I was having a late-night discussion with some designers at work about the nature of Succeeding and Failing in games. The question of the hour was this:
"In a narrative-driven or narrative-inflected game, what is a player's threshold for tolerating narrative failures with respect to gameplay."
To illustrate this, consider an exemplary assassination set-up in a typical Assassin's Creed game: You are given a target, and discover multiple approaches to reaching him. After choosing your path, you sneak up on the target and press the final "Attack" button. The assassination animation kicks in ... then cuts to one of the following cinematics:
1. You plunge your blade into the target's chest, killing him. [Success!]
2. You plunge your blade into the target's chest, but the target is wearing an iron vest a la the Man With No Name in "A Fistful of Dollars." Surprise! Your blade breaks. He has tricked you. After you wrestle, your target escapes. [Failure!]
3. You slam your fist down, but your target slips to one side at the last moment. The blade misses completely and slams into the ground. Your target rolls away and escapes. [Failure!]
Two of these scenarios end in narrative failure, one in success, and yet, in all three the gameplay loop is exactly the same -- the planning, approach, the execution of the attack. In all three cases, the player can be said to have "played the same game."
Now, my colleagues felt that -- of all options -- two is slightly frustrating, but dramatically acceptable, while three is wholly unacceptable. You cannot "force fail" the player without there being some outwardly apparent reason. In option 3, one would assume the man avoided your attack because he is skilled and swift; but this did not satisfy my colleagues.
I maintained that this wasn't exactly a force-fail, since the player actually carried out the complete game-play loop required to "win." Yes, the narrative outcome is frustrating, but only in a story sense. And if the story's intent is to frustrate the player (after all, art can and should be provocative sometimes) then this might be a fine way to accomplish it. So I put their aversion to this sort of failure down to a question of taste and tolerance. I could be terribly wrong.

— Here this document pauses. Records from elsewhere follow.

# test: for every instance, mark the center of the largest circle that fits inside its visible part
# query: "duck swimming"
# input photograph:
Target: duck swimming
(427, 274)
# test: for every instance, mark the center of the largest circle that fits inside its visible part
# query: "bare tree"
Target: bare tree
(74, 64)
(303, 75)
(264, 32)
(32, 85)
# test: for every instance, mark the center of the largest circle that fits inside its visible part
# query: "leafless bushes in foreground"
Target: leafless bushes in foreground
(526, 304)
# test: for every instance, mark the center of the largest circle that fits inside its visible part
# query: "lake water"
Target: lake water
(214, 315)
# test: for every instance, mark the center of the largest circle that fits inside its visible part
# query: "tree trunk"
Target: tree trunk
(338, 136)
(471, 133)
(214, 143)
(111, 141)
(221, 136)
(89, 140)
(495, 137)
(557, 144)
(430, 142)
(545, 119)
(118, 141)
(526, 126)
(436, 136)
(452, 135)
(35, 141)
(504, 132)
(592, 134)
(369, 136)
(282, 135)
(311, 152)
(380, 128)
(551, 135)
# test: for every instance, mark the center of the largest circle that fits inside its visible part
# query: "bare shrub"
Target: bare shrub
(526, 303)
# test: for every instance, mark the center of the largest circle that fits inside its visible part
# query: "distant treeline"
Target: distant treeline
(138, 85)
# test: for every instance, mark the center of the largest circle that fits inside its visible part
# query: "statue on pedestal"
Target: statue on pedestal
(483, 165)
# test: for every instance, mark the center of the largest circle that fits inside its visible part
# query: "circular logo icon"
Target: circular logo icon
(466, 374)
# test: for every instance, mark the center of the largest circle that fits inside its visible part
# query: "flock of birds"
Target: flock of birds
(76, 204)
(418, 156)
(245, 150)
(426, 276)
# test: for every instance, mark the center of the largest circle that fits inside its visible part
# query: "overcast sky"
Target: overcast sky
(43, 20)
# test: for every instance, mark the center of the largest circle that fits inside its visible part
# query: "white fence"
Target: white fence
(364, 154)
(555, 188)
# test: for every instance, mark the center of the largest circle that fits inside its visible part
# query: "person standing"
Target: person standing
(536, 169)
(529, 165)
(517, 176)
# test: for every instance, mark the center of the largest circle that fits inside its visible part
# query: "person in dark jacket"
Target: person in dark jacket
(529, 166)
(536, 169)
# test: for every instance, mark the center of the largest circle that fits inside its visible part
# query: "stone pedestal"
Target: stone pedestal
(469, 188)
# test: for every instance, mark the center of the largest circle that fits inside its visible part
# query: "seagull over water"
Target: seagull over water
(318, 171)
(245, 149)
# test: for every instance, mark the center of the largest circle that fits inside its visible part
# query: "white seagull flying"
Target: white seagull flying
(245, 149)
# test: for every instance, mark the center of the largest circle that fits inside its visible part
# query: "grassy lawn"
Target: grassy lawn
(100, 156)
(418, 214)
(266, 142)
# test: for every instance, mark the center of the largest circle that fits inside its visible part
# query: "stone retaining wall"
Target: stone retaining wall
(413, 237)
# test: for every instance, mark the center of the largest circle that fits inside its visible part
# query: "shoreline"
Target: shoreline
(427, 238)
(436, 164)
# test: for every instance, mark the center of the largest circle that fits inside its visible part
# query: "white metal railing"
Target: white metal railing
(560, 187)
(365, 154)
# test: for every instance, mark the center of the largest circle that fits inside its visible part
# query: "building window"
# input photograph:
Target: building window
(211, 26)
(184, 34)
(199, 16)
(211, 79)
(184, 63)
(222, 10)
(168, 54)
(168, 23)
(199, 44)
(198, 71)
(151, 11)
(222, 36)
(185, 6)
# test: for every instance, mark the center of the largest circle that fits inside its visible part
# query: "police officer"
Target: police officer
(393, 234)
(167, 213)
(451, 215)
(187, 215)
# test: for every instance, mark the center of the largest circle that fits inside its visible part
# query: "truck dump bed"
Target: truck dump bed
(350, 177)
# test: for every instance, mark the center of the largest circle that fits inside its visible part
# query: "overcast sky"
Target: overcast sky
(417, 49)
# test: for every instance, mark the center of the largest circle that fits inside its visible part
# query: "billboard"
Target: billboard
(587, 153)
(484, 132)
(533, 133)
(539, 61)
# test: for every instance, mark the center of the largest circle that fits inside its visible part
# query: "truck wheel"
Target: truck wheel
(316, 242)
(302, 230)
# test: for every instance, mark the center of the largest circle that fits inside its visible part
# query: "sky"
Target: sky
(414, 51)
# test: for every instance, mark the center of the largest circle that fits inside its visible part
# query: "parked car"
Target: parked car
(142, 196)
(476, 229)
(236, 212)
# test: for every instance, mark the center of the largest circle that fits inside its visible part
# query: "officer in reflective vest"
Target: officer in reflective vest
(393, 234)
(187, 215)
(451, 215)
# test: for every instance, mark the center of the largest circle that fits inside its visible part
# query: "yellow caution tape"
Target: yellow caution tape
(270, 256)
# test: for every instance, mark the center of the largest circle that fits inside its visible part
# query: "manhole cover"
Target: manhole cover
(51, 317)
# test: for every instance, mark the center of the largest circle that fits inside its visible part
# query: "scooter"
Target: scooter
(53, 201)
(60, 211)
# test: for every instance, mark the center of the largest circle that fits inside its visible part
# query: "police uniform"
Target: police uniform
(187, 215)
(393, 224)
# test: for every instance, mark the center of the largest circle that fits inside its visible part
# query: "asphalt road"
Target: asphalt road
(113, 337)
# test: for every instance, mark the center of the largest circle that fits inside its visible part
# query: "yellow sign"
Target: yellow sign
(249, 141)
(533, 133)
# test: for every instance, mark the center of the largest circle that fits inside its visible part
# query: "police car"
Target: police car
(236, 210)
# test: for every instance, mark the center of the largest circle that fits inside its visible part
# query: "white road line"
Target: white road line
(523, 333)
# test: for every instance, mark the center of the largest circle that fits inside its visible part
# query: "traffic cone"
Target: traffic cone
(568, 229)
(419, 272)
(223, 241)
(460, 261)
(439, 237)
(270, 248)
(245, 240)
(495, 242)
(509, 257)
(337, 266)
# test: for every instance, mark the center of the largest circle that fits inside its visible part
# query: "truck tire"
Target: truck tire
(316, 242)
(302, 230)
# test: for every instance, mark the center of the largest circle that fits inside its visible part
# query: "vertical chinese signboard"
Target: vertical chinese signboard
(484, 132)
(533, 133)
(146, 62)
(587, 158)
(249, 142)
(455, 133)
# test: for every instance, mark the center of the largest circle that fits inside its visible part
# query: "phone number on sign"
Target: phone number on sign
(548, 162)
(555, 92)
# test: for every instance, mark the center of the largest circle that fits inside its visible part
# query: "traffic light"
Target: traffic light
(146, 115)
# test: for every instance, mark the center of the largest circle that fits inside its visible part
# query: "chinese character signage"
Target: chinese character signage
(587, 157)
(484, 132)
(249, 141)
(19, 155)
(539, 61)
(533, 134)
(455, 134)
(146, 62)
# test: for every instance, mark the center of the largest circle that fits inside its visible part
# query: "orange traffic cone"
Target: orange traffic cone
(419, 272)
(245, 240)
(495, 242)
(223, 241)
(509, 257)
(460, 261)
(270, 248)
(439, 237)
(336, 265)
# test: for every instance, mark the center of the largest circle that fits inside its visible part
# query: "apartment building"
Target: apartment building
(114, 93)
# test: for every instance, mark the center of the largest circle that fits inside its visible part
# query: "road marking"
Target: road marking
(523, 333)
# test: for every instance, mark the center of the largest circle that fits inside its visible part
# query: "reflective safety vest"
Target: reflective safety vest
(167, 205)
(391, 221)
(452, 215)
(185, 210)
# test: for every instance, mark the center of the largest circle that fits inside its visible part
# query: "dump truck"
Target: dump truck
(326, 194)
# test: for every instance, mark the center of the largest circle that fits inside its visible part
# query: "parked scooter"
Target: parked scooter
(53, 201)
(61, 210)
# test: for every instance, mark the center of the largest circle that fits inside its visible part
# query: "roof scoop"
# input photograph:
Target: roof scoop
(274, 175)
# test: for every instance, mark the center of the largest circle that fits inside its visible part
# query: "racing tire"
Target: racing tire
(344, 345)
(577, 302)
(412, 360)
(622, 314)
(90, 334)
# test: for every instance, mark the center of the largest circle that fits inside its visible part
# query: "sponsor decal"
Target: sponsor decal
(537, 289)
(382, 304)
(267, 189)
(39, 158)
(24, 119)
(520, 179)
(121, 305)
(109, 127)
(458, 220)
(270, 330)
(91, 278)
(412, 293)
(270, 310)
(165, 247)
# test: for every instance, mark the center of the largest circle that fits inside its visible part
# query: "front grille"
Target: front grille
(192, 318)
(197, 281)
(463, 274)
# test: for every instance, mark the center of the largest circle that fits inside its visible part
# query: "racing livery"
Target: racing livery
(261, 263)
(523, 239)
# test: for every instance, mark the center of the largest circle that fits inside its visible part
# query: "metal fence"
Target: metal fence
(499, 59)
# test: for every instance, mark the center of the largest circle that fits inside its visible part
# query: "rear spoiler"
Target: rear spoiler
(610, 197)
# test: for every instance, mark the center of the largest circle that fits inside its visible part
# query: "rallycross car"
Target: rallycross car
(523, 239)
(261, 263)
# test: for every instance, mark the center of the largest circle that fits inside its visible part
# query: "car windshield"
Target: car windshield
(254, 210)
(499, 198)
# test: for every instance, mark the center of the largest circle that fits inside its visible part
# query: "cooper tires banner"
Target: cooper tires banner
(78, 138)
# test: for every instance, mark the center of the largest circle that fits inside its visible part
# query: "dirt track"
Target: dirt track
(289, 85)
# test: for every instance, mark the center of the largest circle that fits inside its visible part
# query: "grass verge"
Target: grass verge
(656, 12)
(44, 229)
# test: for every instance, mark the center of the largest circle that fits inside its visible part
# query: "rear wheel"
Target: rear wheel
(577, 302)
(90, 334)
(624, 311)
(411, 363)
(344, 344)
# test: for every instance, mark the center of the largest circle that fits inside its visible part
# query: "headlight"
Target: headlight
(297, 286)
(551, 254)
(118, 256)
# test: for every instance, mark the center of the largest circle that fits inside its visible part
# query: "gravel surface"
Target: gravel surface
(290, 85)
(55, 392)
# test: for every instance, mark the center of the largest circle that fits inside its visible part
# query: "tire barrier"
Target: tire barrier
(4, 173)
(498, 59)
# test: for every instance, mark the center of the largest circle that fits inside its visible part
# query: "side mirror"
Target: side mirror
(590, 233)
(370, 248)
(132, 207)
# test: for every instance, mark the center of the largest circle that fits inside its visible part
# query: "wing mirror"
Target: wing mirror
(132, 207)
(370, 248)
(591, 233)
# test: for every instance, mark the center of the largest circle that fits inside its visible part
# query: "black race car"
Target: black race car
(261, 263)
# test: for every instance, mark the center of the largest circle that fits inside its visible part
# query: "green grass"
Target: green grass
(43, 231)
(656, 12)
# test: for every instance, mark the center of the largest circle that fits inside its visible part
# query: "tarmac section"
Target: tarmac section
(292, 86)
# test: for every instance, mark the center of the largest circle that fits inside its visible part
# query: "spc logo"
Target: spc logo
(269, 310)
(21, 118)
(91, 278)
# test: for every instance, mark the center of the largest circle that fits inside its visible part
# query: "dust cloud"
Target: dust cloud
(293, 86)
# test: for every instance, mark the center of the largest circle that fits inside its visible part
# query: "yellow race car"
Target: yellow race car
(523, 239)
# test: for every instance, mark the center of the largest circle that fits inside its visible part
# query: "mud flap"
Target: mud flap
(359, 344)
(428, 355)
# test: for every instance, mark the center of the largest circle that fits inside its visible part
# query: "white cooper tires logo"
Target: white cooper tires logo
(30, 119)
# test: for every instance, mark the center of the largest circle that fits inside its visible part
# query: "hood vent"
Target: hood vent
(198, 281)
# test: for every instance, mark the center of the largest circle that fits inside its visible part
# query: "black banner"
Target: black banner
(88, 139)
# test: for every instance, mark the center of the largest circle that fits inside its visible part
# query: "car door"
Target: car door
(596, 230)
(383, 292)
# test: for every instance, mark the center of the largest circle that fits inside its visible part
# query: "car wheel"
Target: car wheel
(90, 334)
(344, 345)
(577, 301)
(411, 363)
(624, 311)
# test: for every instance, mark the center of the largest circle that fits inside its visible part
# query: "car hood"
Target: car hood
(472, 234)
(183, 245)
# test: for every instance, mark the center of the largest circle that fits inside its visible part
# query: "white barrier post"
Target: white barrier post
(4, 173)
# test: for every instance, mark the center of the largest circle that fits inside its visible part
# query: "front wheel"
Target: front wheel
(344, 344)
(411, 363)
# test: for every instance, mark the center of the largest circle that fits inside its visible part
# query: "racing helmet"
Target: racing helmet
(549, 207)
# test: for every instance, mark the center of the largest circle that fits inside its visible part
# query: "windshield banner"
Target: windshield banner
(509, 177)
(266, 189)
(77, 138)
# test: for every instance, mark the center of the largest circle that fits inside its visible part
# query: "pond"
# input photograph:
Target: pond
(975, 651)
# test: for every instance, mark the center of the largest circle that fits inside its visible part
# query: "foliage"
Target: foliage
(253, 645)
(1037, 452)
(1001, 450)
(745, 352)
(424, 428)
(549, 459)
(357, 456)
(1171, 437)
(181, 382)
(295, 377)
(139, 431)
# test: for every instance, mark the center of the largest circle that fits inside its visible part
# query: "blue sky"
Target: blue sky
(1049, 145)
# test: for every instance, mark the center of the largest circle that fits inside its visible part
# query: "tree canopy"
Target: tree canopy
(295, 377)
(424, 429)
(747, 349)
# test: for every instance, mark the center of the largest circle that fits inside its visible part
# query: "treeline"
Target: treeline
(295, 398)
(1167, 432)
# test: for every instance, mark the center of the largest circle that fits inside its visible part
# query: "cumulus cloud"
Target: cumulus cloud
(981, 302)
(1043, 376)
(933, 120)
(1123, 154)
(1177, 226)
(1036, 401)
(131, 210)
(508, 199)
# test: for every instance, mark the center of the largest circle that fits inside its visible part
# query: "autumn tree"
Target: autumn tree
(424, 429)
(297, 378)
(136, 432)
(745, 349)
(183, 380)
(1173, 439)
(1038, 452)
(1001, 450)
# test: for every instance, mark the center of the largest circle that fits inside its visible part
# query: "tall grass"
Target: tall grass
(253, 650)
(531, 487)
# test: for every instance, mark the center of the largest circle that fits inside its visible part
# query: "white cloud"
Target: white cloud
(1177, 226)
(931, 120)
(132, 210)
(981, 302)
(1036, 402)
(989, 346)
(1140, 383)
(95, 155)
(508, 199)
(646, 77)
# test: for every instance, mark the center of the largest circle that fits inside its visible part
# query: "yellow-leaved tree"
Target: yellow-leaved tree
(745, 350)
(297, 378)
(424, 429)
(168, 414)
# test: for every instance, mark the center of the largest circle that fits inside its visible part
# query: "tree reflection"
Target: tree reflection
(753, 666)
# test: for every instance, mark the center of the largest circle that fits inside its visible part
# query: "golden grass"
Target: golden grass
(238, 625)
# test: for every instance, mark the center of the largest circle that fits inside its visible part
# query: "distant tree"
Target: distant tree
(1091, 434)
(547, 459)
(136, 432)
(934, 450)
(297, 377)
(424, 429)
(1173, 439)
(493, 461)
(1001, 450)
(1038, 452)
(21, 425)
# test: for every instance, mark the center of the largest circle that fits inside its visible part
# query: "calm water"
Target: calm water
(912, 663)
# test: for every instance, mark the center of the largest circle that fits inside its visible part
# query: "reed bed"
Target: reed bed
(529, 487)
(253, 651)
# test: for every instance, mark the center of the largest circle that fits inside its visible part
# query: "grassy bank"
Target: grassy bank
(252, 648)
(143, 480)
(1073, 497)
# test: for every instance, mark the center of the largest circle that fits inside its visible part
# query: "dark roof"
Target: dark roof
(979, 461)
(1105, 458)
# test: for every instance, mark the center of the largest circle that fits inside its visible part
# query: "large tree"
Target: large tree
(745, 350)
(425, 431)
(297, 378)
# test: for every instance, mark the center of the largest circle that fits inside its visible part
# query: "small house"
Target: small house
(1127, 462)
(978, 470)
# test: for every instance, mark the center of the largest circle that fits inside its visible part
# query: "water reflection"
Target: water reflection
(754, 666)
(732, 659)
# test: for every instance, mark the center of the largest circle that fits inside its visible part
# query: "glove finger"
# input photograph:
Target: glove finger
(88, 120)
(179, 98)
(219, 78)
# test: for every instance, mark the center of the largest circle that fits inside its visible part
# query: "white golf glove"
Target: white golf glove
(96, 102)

Admittedly, option 3 is a bummer. But is it inherently worse than option 1, even if it clearly serves the story in some way? Is option 3 not simply an experimental form of narrative -- a deliberately provocative or subversive narrative attached to proven gameplay loops? The question remains open.
I suspect a large number of people would still say that option 3 is terrible, even if, in all three cases, there is not a jot of difference in the gameplay. This is the puzzling thing about narrative in games. The context it provides to what you are actually DOING -- killing people rather than pressing X buttons to interact with rectangles -- is very alluring. So despite the player in our example executing the same task in all three cases, he will feel quite differently about them depending on that final cutscene.
One extreme variation we agreed was forbidden was the "forced gameplay fail." This could come about by forcing the player into a position where they were made to execute exactly the opposite action they intended at the start of the loop. In such cases, the game IS cheating you by forcing actions you have been deliberately avoiding.
So let's say you reach your target, and are unable to actually "lock on" to him. Instead you are forced to get so close that a cutscene automatically triggers. Whether or not you kill the target in the cutscene, it doesn't matter. The gameplay has robbed you of the final decision, the final strike. This is a forced gameplay-fail and such malarky should be avoided at all cost.